書名:「邪馬台国」はなかった 解読された倭人伝の謎
著者:古田 武彦
発行所:ミネルヴァ書房
発行年月日:2010/1/20
ページ:405頁
定価:2800円+税

京都落葉工業高校の社会科の教師だった昭和49年、ショッキングなタイトル「「邪馬台国」はなかった」で世に出た古田武彦氏。それ以前も親鸞の研究で知る人は知るという市井の学者だったが。この本で一躍有名になった。当時一番に購入して読んだ。また一連の古田氏の本は殆ど読みあさった。復刻本がミネルヴァ書房より刊行された。その後の研究成果なども盛り込んである。

従来の研究の方法とは全く違ったアプローチで三国志「魏志倭人伝」を忠実に文献批判するという態度で、書かれている内容の一字一語も変えることなく解読している。そして根本的な発見は魏志倭人伝の原点の探究でした。古田氏が原点としたのが百衲本の影印が写真版。宮内庁に保存されいる。勿論その原点を選んだ理由も十分説明してあります。
いままでの邪馬台国研究は地名比定から始まってそれを越えたものはなかった。先にヤマト(大和、山門)ありきから出発している。だから自説に合わないところは著者の間違えということで南を東に変えたり、1月を1日に変えたり四苦八苦して自説に合わせてきたからどれもこれも整合性をもった説になっていない。

古田説の特徴は
・国名は邪馬台国ではなく、邪馬壱国である。(壱台双方とも旧字)
・距離1里は短里約75m(三国志当時使われていた。単位を三国志全てに渡って検証)
・楽浪郡から邪馬壱国までの距離1万2000余里、水行10日・陸行1月は同じ事を言っている。里表現、日程表現が併記されている(三国志の中にも西域のところで同じ表現が取られている)
そして著者は西晋の陳寿と魏志倭人伝を徹底的に信用するという視点で描かれている。

古田氏はアカデミックな場所には居なかった人だから余計、東大、京大の学者閥(何々村)に属していないだけ自由な発想で、研究が出来たのだと思う。ただしそれ相応の強烈な批判、避難、中傷もあったなかで、非常に特出した成果を残されいる。
邪馬壱国を北九州福岡博多近郊を比定しています。これは楽浪郡から12000里=900km(水行10日・陸行1月)から導かれています。これからの古代研究が答えを出してくれるでしょう。

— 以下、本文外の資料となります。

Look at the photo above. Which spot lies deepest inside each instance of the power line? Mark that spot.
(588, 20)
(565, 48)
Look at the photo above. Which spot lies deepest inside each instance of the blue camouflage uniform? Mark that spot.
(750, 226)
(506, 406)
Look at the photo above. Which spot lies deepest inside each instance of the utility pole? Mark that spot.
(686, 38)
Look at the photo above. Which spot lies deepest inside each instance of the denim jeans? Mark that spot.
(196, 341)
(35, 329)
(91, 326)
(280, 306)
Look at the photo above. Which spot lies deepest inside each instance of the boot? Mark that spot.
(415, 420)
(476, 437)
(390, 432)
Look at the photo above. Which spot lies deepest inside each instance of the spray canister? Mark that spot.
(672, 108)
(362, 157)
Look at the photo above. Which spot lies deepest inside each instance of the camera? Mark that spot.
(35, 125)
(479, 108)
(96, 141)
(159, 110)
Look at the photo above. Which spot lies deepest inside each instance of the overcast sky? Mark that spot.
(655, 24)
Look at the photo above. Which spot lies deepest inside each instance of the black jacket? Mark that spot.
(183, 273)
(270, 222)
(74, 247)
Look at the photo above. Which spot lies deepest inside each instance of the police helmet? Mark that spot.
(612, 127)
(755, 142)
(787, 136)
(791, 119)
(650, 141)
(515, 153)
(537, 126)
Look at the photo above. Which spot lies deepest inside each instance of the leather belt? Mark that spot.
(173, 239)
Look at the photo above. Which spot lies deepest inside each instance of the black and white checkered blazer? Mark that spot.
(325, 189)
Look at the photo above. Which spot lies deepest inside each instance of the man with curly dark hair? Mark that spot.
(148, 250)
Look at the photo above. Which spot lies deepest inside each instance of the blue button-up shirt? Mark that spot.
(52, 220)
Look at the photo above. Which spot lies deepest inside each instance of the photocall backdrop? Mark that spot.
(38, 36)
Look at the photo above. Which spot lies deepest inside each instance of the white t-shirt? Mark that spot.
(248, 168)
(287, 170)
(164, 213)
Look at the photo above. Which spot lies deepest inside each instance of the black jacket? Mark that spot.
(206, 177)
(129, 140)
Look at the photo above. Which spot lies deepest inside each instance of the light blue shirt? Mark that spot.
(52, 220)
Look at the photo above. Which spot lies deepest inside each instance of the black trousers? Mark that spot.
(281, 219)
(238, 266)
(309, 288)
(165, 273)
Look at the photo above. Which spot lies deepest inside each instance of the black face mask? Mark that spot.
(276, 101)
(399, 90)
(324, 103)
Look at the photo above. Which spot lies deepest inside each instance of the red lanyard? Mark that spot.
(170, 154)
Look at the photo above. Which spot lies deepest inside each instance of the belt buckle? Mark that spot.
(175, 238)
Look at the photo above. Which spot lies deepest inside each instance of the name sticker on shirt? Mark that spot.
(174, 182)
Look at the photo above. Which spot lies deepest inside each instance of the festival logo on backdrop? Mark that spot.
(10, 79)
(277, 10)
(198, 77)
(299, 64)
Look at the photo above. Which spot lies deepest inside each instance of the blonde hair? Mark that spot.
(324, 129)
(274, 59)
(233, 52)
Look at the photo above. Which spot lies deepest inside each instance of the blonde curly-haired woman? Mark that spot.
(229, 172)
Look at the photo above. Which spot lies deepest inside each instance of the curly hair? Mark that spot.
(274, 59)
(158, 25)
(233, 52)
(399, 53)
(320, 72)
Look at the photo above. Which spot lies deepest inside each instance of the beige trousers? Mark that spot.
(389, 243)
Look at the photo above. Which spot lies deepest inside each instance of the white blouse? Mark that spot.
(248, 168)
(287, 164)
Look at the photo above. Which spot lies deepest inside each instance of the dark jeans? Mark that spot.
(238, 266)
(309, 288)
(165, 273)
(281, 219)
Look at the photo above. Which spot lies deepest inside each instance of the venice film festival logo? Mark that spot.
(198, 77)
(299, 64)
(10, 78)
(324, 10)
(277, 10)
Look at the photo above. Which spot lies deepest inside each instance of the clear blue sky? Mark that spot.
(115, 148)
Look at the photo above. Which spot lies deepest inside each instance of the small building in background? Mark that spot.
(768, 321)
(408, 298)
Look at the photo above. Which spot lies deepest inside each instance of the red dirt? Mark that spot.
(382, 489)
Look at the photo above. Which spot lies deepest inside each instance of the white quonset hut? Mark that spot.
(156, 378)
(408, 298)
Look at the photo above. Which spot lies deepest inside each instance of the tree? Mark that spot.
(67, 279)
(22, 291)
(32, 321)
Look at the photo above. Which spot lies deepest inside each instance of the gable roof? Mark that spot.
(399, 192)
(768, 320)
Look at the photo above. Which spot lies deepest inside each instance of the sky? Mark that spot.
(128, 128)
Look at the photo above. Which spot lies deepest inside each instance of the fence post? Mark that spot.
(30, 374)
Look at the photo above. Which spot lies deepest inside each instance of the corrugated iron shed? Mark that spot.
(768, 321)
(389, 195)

学者は弟子・後輩が自分を越えること。自説と違うことを発表することを喜ばなければいけない。またそんな機会を与えてやらないといけない。という趣旨のことを述べておられます。当たり前のことだと思いますが、閉塞した日本の中で益々逆になってきているように思います。20年前の著書ですが、新たな発見がいっぱいで面白く読みました。